I need help understanding and implementing K-Fold cross validation.
As far as I understand cross validation, it is used to divide the dataset into k subgroups, to have a greater variation in the training and test data.
So my first question is: does it replace an ordinary train_test_split()
, or is it used as an addition, when I want to save and reuse the model?
When I create a model like this:
X = df["A"]
y = df["B"]
model = LinearRegression()
kfold = KFold(shuffle=True, n_splits=10)
scores = cross_val_score(model, X, y, cv=kfold)
And I save it to reuse it on real data, I get the error that the model has no predict
-method and has not been fitted yet. If I just call model.fit(X, y)
in the end, the scores don‘t get considered, do they?
How do I correctly fit the model using cross validation, so I can save and use it afterwards?
CodePudding user response:
To your first question:
It is an alternative method. You can think of it as doing a train_test_split 10 times on the dataset with no overlap in the test data. What you get is a more valid score because you use the model on the whole dataset.
To your second question:
You just need to fit the model. You either define a training set (by train_test_split) and fit it on that and use cv for evaluation , use the whole training set, or the most sophisticated: you loop over your folds, and fit a seperate model for each training set. For the final prediction you average over your models.
kf = KFold(n_splits=10)
for fold,(train_ids, valid_ids) in enumerate(kf.split(
df)):
Xtrain = df.loc[train_ids,'A']
ytrain = df.loc[train_ids,'B']
Xvalid = df.loc[valid_ids,'A']
yvalid = df.loc[valid_ids,'B']
model.fit(Xtrain, ytrain)
model.score(Xvalid, yvalid)
model.save_model(..)
Then you can either use the best performing or as mentioned above use all 10 models and averaging the predictions.

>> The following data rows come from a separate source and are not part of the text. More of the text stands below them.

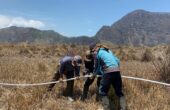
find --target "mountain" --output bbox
[0,26,95,44]
[95,10,170,45]
[0,10,170,45]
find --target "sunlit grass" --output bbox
[0,43,170,110]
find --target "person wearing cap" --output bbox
[48,55,82,101]
[81,50,101,101]
[92,44,126,110]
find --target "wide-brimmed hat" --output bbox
[74,55,83,66]
[89,42,97,51]
[85,50,93,61]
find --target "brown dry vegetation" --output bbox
[0,43,170,110]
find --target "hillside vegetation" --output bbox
[0,43,170,110]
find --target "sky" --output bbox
[0,0,170,37]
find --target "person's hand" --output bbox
[76,76,80,80]
[59,78,64,83]
[90,73,96,79]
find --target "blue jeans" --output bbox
[99,71,124,97]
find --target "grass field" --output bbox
[0,43,170,110]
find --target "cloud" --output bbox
[0,15,45,29]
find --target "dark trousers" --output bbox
[48,71,74,97]
[82,77,101,101]
[99,71,124,97]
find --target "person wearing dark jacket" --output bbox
[81,50,101,101]
[48,55,82,101]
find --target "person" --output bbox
[47,55,82,101]
[81,50,101,101]
[93,44,126,110]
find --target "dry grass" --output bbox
[0,43,170,110]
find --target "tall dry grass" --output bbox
[0,43,170,110]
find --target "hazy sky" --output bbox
[0,0,170,36]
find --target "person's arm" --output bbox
[74,66,80,76]
[59,61,65,80]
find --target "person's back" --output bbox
[97,48,120,73]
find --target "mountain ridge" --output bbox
[0,10,170,45]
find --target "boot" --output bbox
[120,96,126,110]
[81,86,89,101]
[101,96,110,110]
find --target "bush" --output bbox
[153,46,170,83]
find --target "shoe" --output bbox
[67,97,74,102]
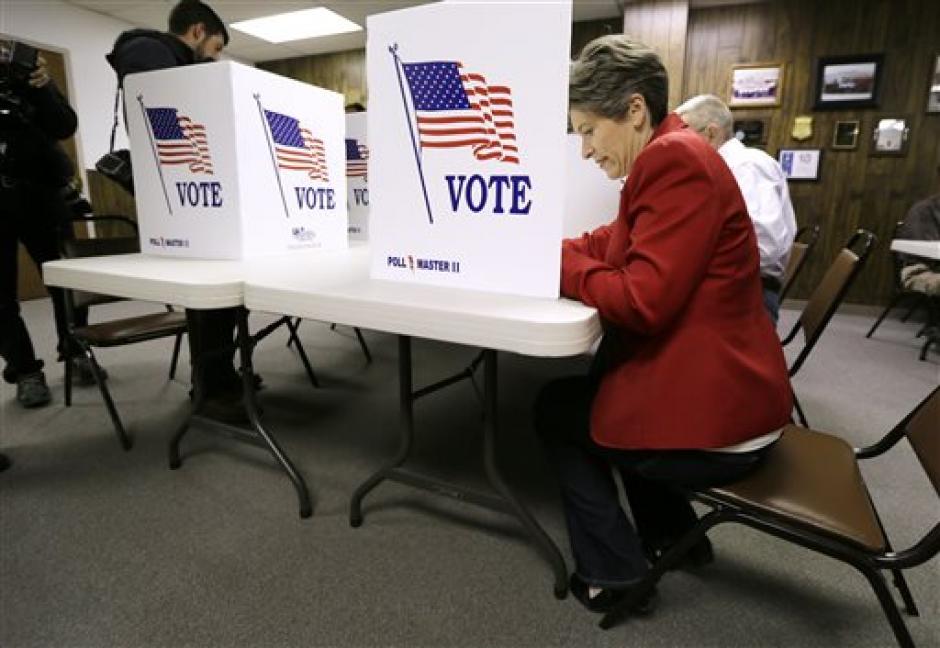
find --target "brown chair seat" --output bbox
[707,425,886,553]
[73,311,186,347]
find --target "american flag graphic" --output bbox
[346,139,369,178]
[264,110,329,182]
[147,108,212,175]
[402,61,519,164]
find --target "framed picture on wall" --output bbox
[869,117,911,155]
[815,54,884,110]
[728,63,783,108]
[832,119,861,151]
[733,119,770,146]
[777,149,822,180]
[927,54,940,114]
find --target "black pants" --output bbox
[535,376,768,587]
[0,182,84,382]
[186,308,241,398]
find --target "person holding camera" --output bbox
[107,0,252,423]
[0,48,87,407]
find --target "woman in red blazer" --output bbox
[536,35,792,611]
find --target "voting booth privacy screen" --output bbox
[124,61,347,259]
[346,113,369,241]
[367,2,571,298]
[562,133,623,238]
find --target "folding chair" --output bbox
[865,221,930,338]
[600,387,940,647]
[60,216,186,450]
[782,229,878,426]
[780,225,819,303]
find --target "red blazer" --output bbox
[561,114,792,449]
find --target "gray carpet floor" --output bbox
[0,300,940,648]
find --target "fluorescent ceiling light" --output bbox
[230,7,362,43]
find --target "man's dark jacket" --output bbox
[105,29,196,85]
[0,81,78,187]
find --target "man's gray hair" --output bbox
[568,34,669,126]
[676,95,734,143]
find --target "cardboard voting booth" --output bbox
[367,2,571,298]
[562,133,623,238]
[124,61,347,259]
[346,113,369,241]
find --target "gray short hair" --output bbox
[676,95,734,142]
[568,34,669,126]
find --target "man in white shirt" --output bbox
[675,95,796,324]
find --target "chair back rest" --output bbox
[780,225,819,301]
[784,229,878,376]
[800,248,858,344]
[59,216,140,308]
[906,387,940,496]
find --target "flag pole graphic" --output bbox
[137,94,173,214]
[388,43,434,225]
[252,93,290,218]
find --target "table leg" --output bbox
[349,335,414,527]
[349,336,568,598]
[483,349,568,599]
[238,308,313,518]
[169,308,313,518]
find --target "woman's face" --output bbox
[570,95,653,180]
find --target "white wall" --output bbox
[0,0,133,169]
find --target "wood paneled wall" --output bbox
[623,0,689,106]
[258,49,369,105]
[259,0,940,304]
[682,0,940,304]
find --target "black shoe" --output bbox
[16,371,52,409]
[568,574,656,616]
[643,536,715,569]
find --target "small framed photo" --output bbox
[777,149,822,180]
[832,119,861,151]
[927,54,940,114]
[733,119,770,146]
[815,54,884,110]
[728,63,784,108]
[871,117,911,155]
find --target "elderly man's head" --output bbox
[676,95,734,149]
[568,34,669,178]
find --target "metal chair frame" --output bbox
[780,225,819,303]
[600,387,940,648]
[60,216,186,450]
[781,229,878,426]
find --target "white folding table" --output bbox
[43,244,601,597]
[42,254,316,517]
[891,239,940,259]
[244,246,601,597]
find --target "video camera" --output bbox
[0,39,39,85]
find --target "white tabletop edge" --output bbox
[891,239,940,259]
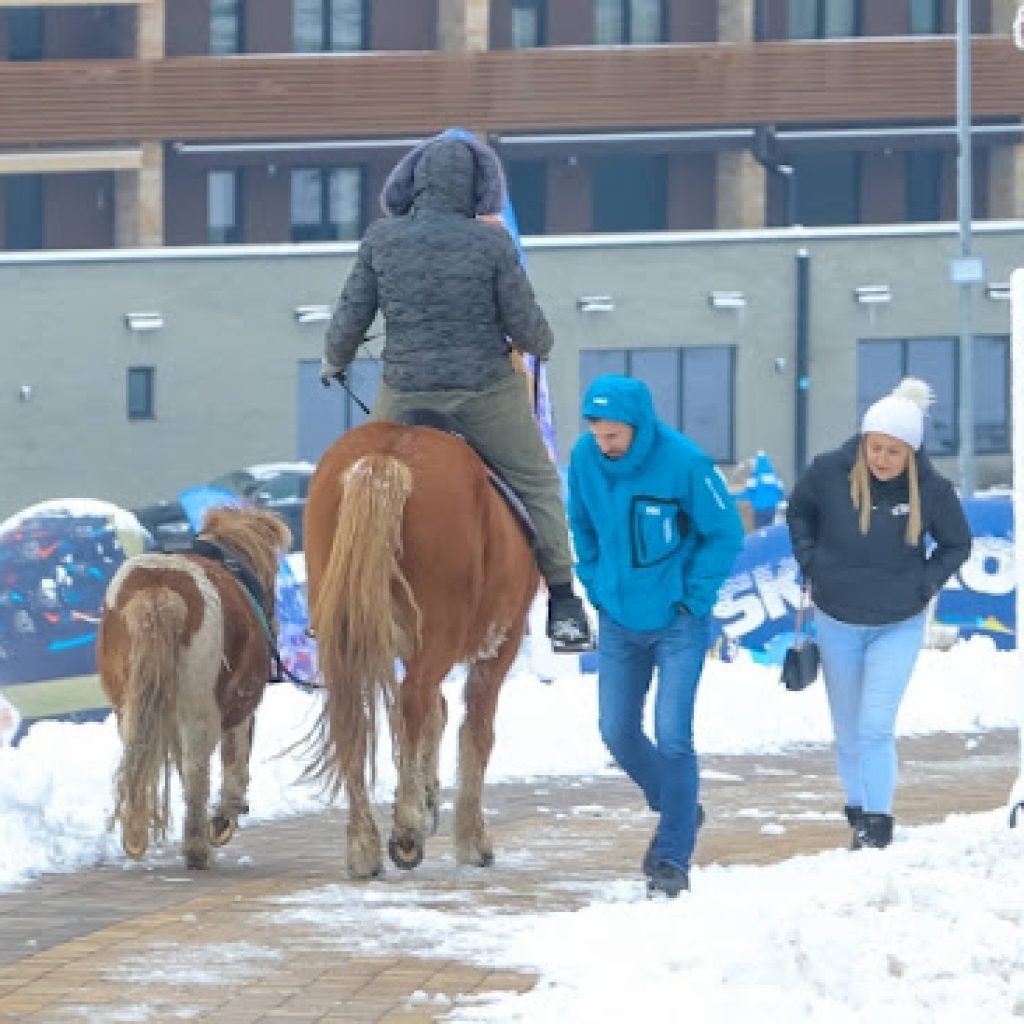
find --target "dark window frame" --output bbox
[509,0,548,50]
[857,334,1013,458]
[594,0,669,46]
[125,367,157,421]
[210,0,247,56]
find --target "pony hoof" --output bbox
[387,836,423,871]
[209,814,239,846]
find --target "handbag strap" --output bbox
[793,587,814,647]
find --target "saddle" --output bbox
[394,409,537,550]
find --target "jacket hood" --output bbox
[381,128,505,217]
[583,374,657,476]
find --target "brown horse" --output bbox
[96,508,291,868]
[304,423,539,878]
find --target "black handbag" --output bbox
[782,590,821,690]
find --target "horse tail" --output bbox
[310,454,421,795]
[114,587,187,859]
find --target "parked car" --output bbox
[132,462,316,551]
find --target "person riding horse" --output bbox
[321,132,593,651]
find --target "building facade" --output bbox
[0,0,1024,251]
[0,0,1024,515]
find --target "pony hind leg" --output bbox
[455,635,519,867]
[388,663,446,870]
[178,724,217,870]
[209,713,256,846]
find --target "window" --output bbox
[292,0,370,53]
[594,0,667,46]
[791,153,860,227]
[906,150,942,220]
[910,0,942,36]
[206,170,243,246]
[0,174,43,249]
[7,6,46,60]
[857,335,1011,456]
[591,155,668,231]
[788,0,860,39]
[210,0,245,53]
[128,367,157,420]
[505,160,548,234]
[292,167,362,242]
[512,0,548,50]
[580,345,735,462]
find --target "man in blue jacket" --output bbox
[568,376,743,896]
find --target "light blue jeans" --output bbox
[815,610,925,814]
[597,611,709,870]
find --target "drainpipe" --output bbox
[794,249,811,477]
[753,125,797,227]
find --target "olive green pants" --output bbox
[372,374,572,586]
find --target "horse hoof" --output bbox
[121,839,145,860]
[209,814,239,846]
[387,836,423,871]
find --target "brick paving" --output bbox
[0,730,1019,1024]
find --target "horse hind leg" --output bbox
[388,665,446,870]
[345,735,384,879]
[455,638,518,867]
[209,713,256,846]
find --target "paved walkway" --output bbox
[0,731,1019,1024]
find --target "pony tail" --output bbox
[114,588,187,859]
[906,452,921,547]
[304,455,421,797]
[850,441,871,536]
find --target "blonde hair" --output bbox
[850,439,921,547]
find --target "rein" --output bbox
[191,537,323,692]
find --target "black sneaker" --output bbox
[548,594,594,654]
[647,860,690,899]
[640,804,705,879]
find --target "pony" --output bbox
[96,508,291,869]
[303,422,540,879]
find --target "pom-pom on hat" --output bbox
[860,377,935,452]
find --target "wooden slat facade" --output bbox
[0,37,1024,147]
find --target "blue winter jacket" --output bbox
[568,376,743,630]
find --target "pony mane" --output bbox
[200,507,292,594]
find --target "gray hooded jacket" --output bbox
[326,134,554,391]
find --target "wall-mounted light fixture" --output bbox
[125,310,164,331]
[577,295,615,313]
[853,285,893,306]
[295,305,331,324]
[708,292,746,309]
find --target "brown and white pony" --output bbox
[304,423,539,878]
[96,508,291,868]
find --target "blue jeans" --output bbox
[598,611,709,870]
[815,611,925,814]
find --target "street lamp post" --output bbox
[949,0,985,498]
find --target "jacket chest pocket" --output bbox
[630,495,689,568]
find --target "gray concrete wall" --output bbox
[0,223,1024,517]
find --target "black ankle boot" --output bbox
[843,804,864,850]
[857,813,893,850]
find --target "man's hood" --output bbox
[381,128,505,217]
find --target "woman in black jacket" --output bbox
[786,377,971,849]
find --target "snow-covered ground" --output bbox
[0,618,1024,1024]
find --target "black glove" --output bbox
[321,355,348,387]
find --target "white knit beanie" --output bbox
[860,377,935,452]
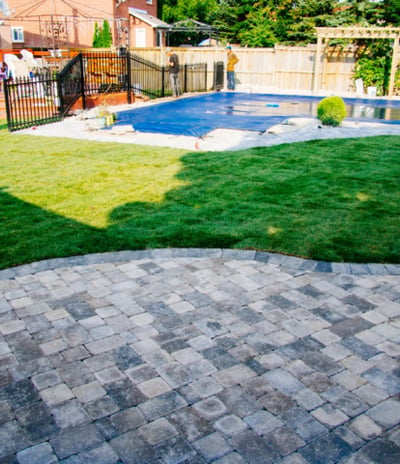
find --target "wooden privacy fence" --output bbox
[135,45,396,96]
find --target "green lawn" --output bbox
[0,121,400,268]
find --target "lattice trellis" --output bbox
[313,27,400,97]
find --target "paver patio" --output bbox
[0,249,400,464]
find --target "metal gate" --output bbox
[4,52,215,131]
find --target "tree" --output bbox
[92,21,101,48]
[382,0,400,26]
[92,20,112,48]
[102,20,112,48]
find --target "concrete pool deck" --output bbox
[18,93,400,151]
[0,92,400,464]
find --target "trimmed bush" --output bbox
[317,96,346,127]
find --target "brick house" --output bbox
[0,0,168,50]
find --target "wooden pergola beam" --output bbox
[313,27,400,98]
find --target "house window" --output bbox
[11,27,24,42]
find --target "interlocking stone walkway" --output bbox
[0,249,400,464]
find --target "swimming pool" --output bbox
[111,92,400,137]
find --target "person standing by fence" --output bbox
[0,63,8,92]
[226,45,239,90]
[167,49,181,98]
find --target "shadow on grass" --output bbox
[0,139,400,268]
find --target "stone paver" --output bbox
[0,249,400,464]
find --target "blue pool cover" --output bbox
[111,92,400,137]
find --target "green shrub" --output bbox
[317,96,346,127]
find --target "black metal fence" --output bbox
[4,52,214,131]
[4,72,62,131]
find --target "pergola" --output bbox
[313,27,400,98]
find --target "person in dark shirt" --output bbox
[167,49,181,98]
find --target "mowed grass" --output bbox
[0,121,400,268]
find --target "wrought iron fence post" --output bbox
[161,66,165,97]
[183,64,188,93]
[79,53,86,110]
[3,79,11,130]
[125,51,132,104]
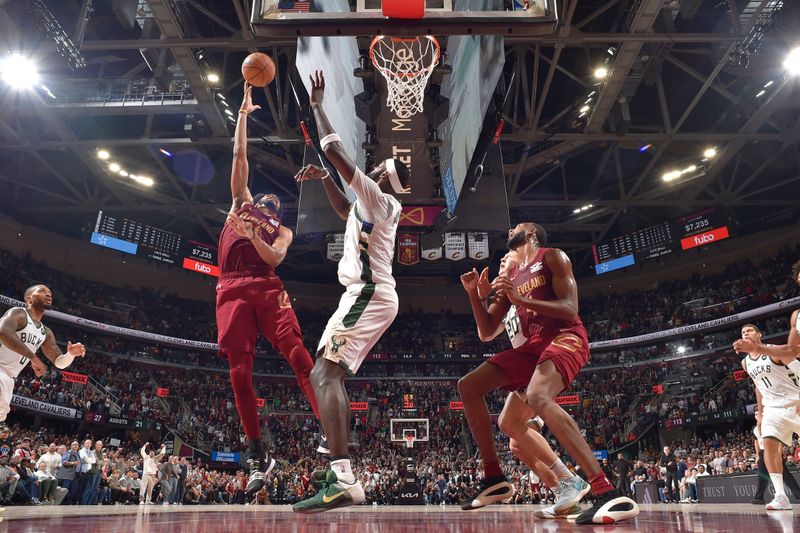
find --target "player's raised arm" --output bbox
[231,82,261,212]
[42,328,86,369]
[0,307,47,376]
[310,70,356,185]
[492,248,578,320]
[461,268,511,342]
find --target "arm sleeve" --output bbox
[350,168,391,223]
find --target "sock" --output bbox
[331,457,356,483]
[550,459,574,479]
[589,471,614,496]
[228,354,261,442]
[769,473,786,498]
[483,460,503,478]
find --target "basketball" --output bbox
[242,52,275,87]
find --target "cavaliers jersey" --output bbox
[219,203,281,276]
[503,305,528,348]
[511,248,583,339]
[0,307,47,378]
[744,355,800,408]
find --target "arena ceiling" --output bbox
[0,0,800,279]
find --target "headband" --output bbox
[386,159,411,194]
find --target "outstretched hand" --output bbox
[67,341,86,357]
[308,70,325,105]
[239,81,261,115]
[294,164,329,183]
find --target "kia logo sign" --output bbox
[183,257,219,277]
[681,226,730,250]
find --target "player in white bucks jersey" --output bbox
[0,285,86,424]
[293,68,410,513]
[739,324,800,511]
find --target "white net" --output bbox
[369,35,440,118]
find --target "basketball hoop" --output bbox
[369,35,441,118]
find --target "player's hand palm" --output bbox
[294,165,328,183]
[461,268,478,292]
[239,82,261,115]
[309,70,325,105]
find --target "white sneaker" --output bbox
[767,494,792,511]
[553,476,592,514]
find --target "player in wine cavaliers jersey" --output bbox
[0,285,86,426]
[459,223,639,524]
[216,83,319,495]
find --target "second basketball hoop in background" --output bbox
[369,35,441,118]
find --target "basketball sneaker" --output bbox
[575,489,639,525]
[244,453,275,496]
[767,494,792,511]
[292,470,365,514]
[461,476,516,511]
[553,476,592,514]
[533,505,582,520]
[317,433,331,455]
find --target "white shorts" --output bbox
[761,406,800,446]
[0,370,14,422]
[317,283,398,376]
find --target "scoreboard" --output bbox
[91,211,219,276]
[592,208,730,275]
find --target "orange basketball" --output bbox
[242,52,275,87]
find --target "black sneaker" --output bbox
[575,489,639,525]
[461,476,516,511]
[317,432,331,455]
[244,453,275,496]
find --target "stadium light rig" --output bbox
[0,52,39,90]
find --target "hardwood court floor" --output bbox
[0,504,800,533]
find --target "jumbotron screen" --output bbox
[90,211,219,277]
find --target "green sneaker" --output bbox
[292,470,364,514]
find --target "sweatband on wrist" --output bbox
[53,353,75,370]
[319,133,342,152]
[386,159,411,194]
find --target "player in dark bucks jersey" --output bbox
[0,285,86,426]
[459,223,639,524]
[216,83,324,495]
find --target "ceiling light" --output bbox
[783,46,800,76]
[0,54,39,89]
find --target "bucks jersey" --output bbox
[339,169,402,287]
[744,355,800,408]
[503,305,528,348]
[0,308,47,378]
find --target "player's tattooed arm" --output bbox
[42,328,86,369]
[0,307,47,376]
[309,70,356,185]
[231,82,261,212]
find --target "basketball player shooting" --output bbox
[461,250,589,518]
[293,72,409,513]
[459,223,639,524]
[733,261,800,511]
[216,82,319,496]
[0,285,86,426]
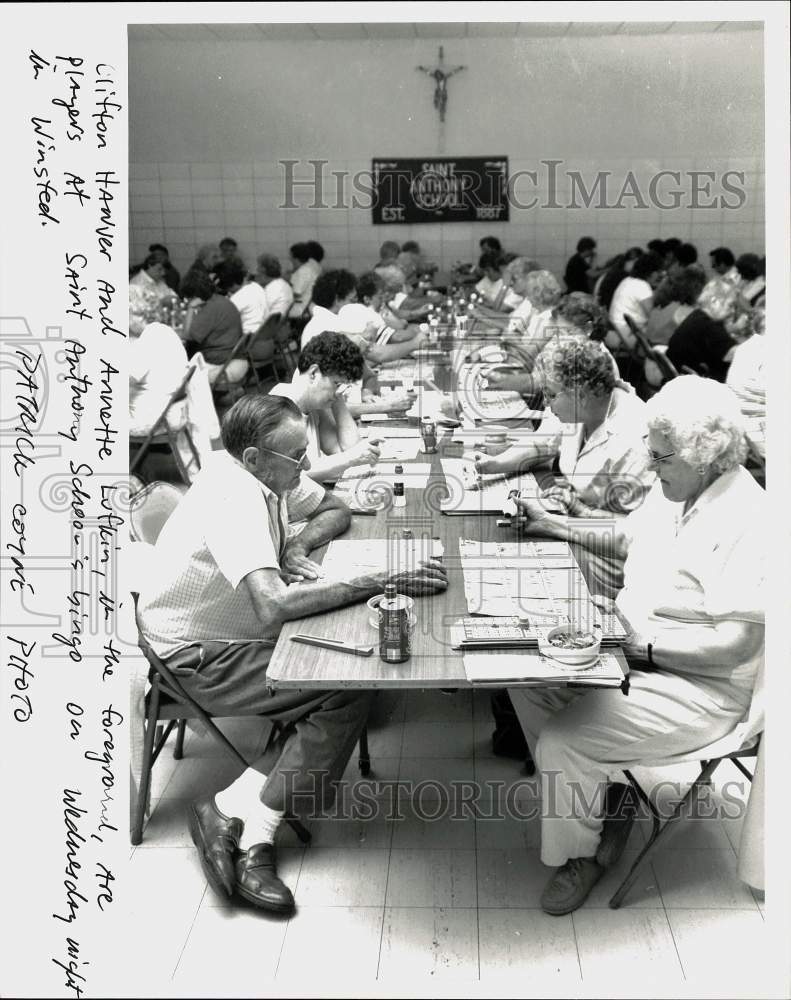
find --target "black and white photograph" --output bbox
[0,2,791,998]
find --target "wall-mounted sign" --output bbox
[373,156,508,225]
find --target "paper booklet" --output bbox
[463,650,625,687]
[440,458,539,515]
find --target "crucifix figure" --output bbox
[417,45,467,122]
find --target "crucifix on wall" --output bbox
[417,45,467,122]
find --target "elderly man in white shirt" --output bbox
[270,332,379,482]
[139,395,447,913]
[510,375,767,915]
[289,243,321,319]
[231,253,293,333]
[476,332,655,598]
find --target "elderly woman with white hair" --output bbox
[667,278,749,382]
[476,329,655,597]
[511,375,767,915]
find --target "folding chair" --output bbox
[245,313,294,388]
[211,331,258,401]
[610,665,764,910]
[132,629,311,845]
[129,365,200,486]
[129,482,183,545]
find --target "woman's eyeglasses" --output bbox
[643,437,675,465]
[261,448,308,469]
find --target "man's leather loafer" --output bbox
[541,858,604,917]
[189,795,244,896]
[236,844,294,913]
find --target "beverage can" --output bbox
[379,583,412,663]
[420,417,437,455]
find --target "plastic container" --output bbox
[377,583,414,663]
[538,625,601,670]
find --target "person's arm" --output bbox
[366,333,428,365]
[485,367,538,396]
[331,396,360,451]
[516,499,629,559]
[242,560,448,635]
[346,390,416,418]
[621,621,764,677]
[280,492,352,582]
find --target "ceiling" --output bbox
[129,20,763,42]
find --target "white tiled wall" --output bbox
[129,157,764,282]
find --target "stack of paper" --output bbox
[459,539,626,644]
[440,458,538,515]
[321,534,446,580]
[464,650,625,687]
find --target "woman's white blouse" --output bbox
[617,466,766,691]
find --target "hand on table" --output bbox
[346,438,382,466]
[483,367,514,389]
[280,541,324,583]
[514,496,553,535]
[473,451,498,475]
[381,392,417,413]
[620,632,652,664]
[386,559,448,597]
[539,483,575,514]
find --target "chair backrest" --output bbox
[255,313,283,340]
[212,330,252,390]
[129,483,182,545]
[130,364,197,445]
[623,313,654,358]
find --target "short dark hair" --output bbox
[140,253,162,271]
[631,253,663,279]
[313,268,357,309]
[673,243,698,267]
[736,253,766,281]
[297,331,363,382]
[357,271,385,299]
[181,266,217,302]
[305,240,324,264]
[379,240,401,260]
[712,247,736,267]
[257,253,283,278]
[222,393,304,458]
[668,264,706,306]
[288,243,310,264]
[478,250,505,271]
[478,236,503,253]
[210,257,245,292]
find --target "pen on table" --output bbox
[291,635,374,656]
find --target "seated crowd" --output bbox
[130,230,765,914]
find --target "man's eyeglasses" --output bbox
[261,448,308,469]
[643,437,675,465]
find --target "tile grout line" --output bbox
[372,702,406,982]
[170,881,209,982]
[470,689,481,982]
[662,901,687,982]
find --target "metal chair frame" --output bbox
[129,365,200,486]
[609,735,761,910]
[131,630,311,845]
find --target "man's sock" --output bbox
[214,767,266,823]
[239,799,284,851]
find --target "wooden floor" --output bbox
[130,691,766,997]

CodePudding user response:
You can't. It doesn't really make sense in that context. In your code, there are actually 10 individual models, and if you shuffle the models themselves will change. The cross_val_score is essentially for you to evaluate whether or not your features and model types work well for your problem.
You need a separate fit step in order to use it downstream.
CodePudding user response:
I think you may want to train/test your model first. Then utilize k fold to further validate your model based on splitting your sample set.
The two concepts are separate.